The now-classic police series Dragnet ran on television in the 1950s and then after several years’ hiatus returned in the 1960s, chronicling with great detail and authenticity the daily life of a police officer on the job.
Webb respected and admired police officers so much, his career was practically a tribute to law enforcement.
The feeling, as it turned out at the end of his life, was mutual.
Who was Jack Webb?
Webb was born in 1920 in Santa Monica, California. Raised by a single mother, the future television producer and writer was asthmatic. His mother and grandmother relied greatly on public assistance and welfare to help their household survive.
As he got older, he showed himself to be a good student devoted to the arts and theater.
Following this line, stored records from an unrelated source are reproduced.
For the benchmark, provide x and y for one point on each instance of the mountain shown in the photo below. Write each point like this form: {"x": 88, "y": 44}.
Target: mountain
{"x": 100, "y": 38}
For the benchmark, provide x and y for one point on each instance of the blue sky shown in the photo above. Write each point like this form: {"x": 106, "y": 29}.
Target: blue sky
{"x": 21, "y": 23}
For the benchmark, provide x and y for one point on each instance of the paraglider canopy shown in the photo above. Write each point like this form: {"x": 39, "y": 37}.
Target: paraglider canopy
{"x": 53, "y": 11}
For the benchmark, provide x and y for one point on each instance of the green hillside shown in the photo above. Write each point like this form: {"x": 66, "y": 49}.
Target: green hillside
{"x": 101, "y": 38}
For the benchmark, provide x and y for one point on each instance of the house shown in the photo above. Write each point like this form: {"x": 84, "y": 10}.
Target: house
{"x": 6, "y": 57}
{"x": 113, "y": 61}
Taking odd jobs to contribute to his family, Webb eventually participated in theater projects in his community.
He made the decision to learn about radio production during night classes at Los Angeles City College.
After his war service, he threw himself into radio work, hosting jazz music radio shows and at length, was cast in the role of police lab technician on a show called He Walked By Night. The part would steer Webb in a significant direction in his career.
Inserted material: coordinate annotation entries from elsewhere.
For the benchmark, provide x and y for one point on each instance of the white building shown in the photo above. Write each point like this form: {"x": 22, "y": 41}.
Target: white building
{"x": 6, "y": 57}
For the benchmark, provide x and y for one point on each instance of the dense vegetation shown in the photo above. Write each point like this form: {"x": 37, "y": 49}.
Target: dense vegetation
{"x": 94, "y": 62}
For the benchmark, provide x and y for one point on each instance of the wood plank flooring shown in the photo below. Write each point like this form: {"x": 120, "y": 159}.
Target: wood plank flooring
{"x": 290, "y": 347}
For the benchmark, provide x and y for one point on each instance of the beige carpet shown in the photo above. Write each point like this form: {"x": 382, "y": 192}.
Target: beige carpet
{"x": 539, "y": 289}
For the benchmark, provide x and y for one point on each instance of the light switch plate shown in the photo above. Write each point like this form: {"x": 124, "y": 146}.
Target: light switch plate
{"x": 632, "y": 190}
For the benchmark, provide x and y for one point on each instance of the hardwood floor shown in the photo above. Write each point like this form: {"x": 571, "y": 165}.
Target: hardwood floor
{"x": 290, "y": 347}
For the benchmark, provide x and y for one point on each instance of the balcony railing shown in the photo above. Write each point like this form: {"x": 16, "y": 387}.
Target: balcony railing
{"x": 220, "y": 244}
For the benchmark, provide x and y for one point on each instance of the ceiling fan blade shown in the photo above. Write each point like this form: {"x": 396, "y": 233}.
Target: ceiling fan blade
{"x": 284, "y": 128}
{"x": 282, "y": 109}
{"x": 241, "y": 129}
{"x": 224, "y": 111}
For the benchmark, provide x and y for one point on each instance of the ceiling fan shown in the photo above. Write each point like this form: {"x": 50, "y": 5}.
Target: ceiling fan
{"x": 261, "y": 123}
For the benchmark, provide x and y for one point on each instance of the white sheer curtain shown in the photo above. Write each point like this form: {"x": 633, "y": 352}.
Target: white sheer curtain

Jack Webb educated viewers about the daily lives of police officers
Webb spent time with police officers on their drives and in their squad rooms, learning police procedures and jargon. Eventually, Joe Friday was born.
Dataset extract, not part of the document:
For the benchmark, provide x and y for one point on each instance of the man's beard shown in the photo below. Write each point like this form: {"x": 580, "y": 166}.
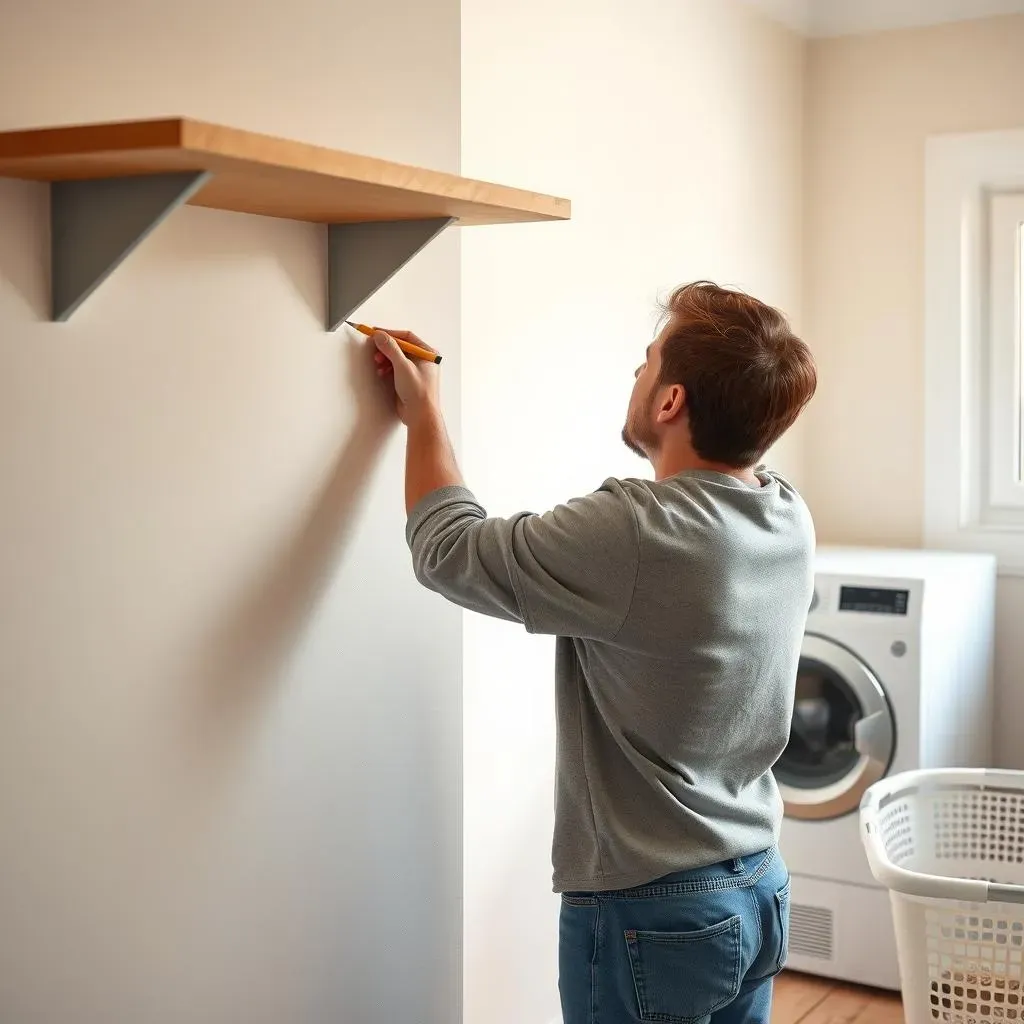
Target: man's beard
{"x": 637, "y": 434}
Once Webb had recorded the pilot episode of Dragnet, he ran it by the Los Angeles Police Chief as the show needed actual police files for its episodes.
The chief gave the pilot and the drama his blessing and his permission to allow Webb access to the department’s cases with certain conditions: confidentiality could never be compromised; members of the force could not be presented negatively; and the LAPD would be able to turn down any show sponsors it found offensive.
Webb never served as a police officer but was their best PR man
The actor, producer, and director never did work in law enforcement himself, but the fruit of his labors certainly showed his immense esteem for the civil servants.
Webb’s portrayal of officers humanized them to viewers. Many would say he was enmeshed with the LAPD to the point that the series lacked objectivity, even perhaps veering in the direction of propaganda.
However Webb is viewed, his legacy is evident in nearly every police drama that has come since Dragnet.
Although Webb did not want a funeral, the LAPD insisted on the ceremony for Webb with full police honors after his death in 1982 from a heart attack.
His speech as Joe Friday on what it means to be a police officer in the episode titled “The Interrogation” reportedly was used for a time at police academies in Los Angeles.
It read in part, “There are over 5000 men in this city who know that being a policeman is an endless, glamourless, thankless job that’s gotta be done. I know it, too. And I’m damn proud to be one of them.”
After Webb’s death the LAPD retired his badge number, 714, and ordered flags at its headquarters to be flown at half staff in his honor.